La libertà di Sartre: essere condannati a scegliere
C’è un’idea, radicata nella nostra cultura, secondo cui la libertà sarebbe il bene più prezioso. La libertà di scegliere, di decidere chi essere, di costruirsi un destino. Tuttavia, pochi filosofi hanno osato mostrare il volto oscuro di questa libertà quanto Jean-Paul Sartre. Per l’autore de L’essere e il nulla, la libertà non è un dono che possiamo accettare o rifiutare, ma una condizione inevitabile che ci definisce. Siamo condannati a essere liberi: non perché qualcuno ci abbia imposto questa condanna, ma perché, semplicemente, esistendo, siamo costretti a scegliere.
Sartre ribalta ogni consolazione filosofica: per lui, non esiste un Dio che ci abbia assegnato un destino, né un’essenza umana che ci dica chi dobbiamo essere. Non c’è nessuna legge scritta nell’universo che ci dica cosa fare. Siamo gettati nel mondo senza istruzioni e sta a noi decidere, ogni giorno, chi diventare. La libertà non è, dunque, uno spazio protetto, ma un abisso: siamo liberi perché nulla ci salva dal dover scegliere.
La responsabilità della scelta
Questa visione ha una conseguenza radicale. Se siamo interamente liberi, siamo anche interamente responsabili. Non possiamo attribuire le nostre azioni al carattere, all’educazione, alle circostanze. Certo, ci sono condizioni che ci limitano, ostacoli reali, ma la scelta di come reagire, di che direzione prendere, resta nostra. Non possiamo nasconderci dietro la scusa del “non potevo fare altrimenti”. Sartre ci dice che, anche quando rifiutiamo di scegliere, stiamo comunque scegliendo.
L’uomo, secondo Sartre, non possiede un’identità data una volta per tutte. L’esistenza precede l’essenza: siamo quello che facciamo. Non c’è un “io” autentico nascosto dentro di noi, pronto ad emergere. Ci definiamo, letteralmente, attraverso le nostre scelte. E ogni scelta è totale, perché ogni gesto contribuisce a costruire l’immagine di ciò che intendiamo per “uomo”. Quando decido come comportarmi, sto tracciando un modello possibile per l’intera umanità.
L’angoscia della libertà
A questo punto entra in scena un sentimento che Sartre conosce bene: l’angoscia. Non un’emozione passeggera, ma una vertigine profonda, esistenziale. È la consapevolezza che ogni scelta ci espone, senza scudo, senza garanzie. Siamo liberi, ma proprio per questo, soli di fronte all’abisso delle possibilità. Ogni decisione è un salto nel vuoto: non esiste nessuna verità eterna, nessun manuale che possa dirci se stiamo facendo la cosa giusta.
Questa angoscia non riguarda solo le grandi scelte della vita, ma anche i piccoli gesti quotidiani. Ogni volta che agiamo o rinunciamo ad agire, affermiamo qualcosa su di noi e sugli altri. Questa consapevolezza può essere insopportabile, perché implica che non possiamo mai smettere di scegliere, non possiamo mai liberarci del peso della nostra libertà.

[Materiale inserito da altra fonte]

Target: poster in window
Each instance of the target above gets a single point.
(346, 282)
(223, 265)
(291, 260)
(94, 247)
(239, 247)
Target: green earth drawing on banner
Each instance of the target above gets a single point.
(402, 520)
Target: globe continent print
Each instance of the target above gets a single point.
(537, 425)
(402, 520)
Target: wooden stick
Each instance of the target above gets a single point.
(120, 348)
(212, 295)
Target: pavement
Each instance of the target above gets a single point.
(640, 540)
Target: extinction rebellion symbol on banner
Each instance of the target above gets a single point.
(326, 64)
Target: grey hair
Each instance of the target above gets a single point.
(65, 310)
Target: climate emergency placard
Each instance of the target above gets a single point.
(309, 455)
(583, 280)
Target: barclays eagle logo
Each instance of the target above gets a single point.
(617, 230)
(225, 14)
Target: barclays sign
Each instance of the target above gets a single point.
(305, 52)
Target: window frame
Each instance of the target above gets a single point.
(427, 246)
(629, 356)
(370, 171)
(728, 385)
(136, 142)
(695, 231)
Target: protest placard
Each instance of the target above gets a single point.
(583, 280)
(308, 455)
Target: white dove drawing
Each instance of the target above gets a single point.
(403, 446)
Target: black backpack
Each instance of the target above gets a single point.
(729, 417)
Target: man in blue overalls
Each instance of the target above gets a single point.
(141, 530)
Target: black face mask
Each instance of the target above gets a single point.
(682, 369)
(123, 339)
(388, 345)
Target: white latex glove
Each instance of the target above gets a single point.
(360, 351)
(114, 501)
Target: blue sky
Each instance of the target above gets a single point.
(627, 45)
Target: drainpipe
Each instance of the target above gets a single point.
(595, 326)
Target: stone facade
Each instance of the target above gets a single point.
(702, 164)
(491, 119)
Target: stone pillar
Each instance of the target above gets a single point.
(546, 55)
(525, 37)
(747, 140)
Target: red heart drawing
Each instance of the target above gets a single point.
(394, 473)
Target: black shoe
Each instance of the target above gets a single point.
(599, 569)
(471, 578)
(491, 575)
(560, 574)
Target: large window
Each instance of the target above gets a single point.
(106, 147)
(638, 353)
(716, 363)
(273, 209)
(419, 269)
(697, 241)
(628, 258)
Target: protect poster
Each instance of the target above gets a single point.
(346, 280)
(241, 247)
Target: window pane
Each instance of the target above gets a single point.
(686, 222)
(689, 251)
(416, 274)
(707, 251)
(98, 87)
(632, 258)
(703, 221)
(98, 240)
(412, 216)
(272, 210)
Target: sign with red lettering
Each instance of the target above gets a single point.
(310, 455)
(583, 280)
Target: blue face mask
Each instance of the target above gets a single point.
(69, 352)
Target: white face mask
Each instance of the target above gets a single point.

La cattiva fede: l’inganno a se stessi
Quando l’angoscia diventa troppo forte, cerchiamo di proteggerci. È qui che entra in gioco la cattiva fede (mauvaise foi), uno dei concetti più celebri di Sartre. La cattiva fede consiste nel fingere di non essere liberi, nell’autoinganno che ci porta a credere che le nostre azioni siano determinate da fattori esterni: la società, la famiglia, il passato. In questo modo, ci convinciamo che non abbiamo responsabilità, che non siamo liberi davvero.
Sartre vede nella cattiva fede un meccanismo universale: tutti, prima o poi, preferiamo rifugiarci nella sicurezza di ruoli predefiniti, abitudini, scuse. È più comodo credere di non avere scelta. Ma è un’illusione che ci allontana da noi stessi e ci impedisce di vivere in modo autentico.
La libertà come possibilità
Nonostante tutto, Sartre non ci lascia in balia dell’angoscia. La sua filosofia è una chiamata all’assunzione di responsabilità. Essere liberi non significa vivere senza limiti o fare tutto ciò che ci passa per la testa. Significa riconoscere che, in ogni momento, abbiamo la possibilità di scegliere. E che questa possibilità, per quanto pesante, è anche la nostra grande occasione.
Nessuno scriverà la nostra storia al nostro posto. Ogni gesto, ogni parola, ogni silenzio è una scelta che ci costruisce. Essere condannati a scegliere non è solo un fardello, ma anche la più radicale delle libertà: quella di diventare ciò che decidiamo di essere.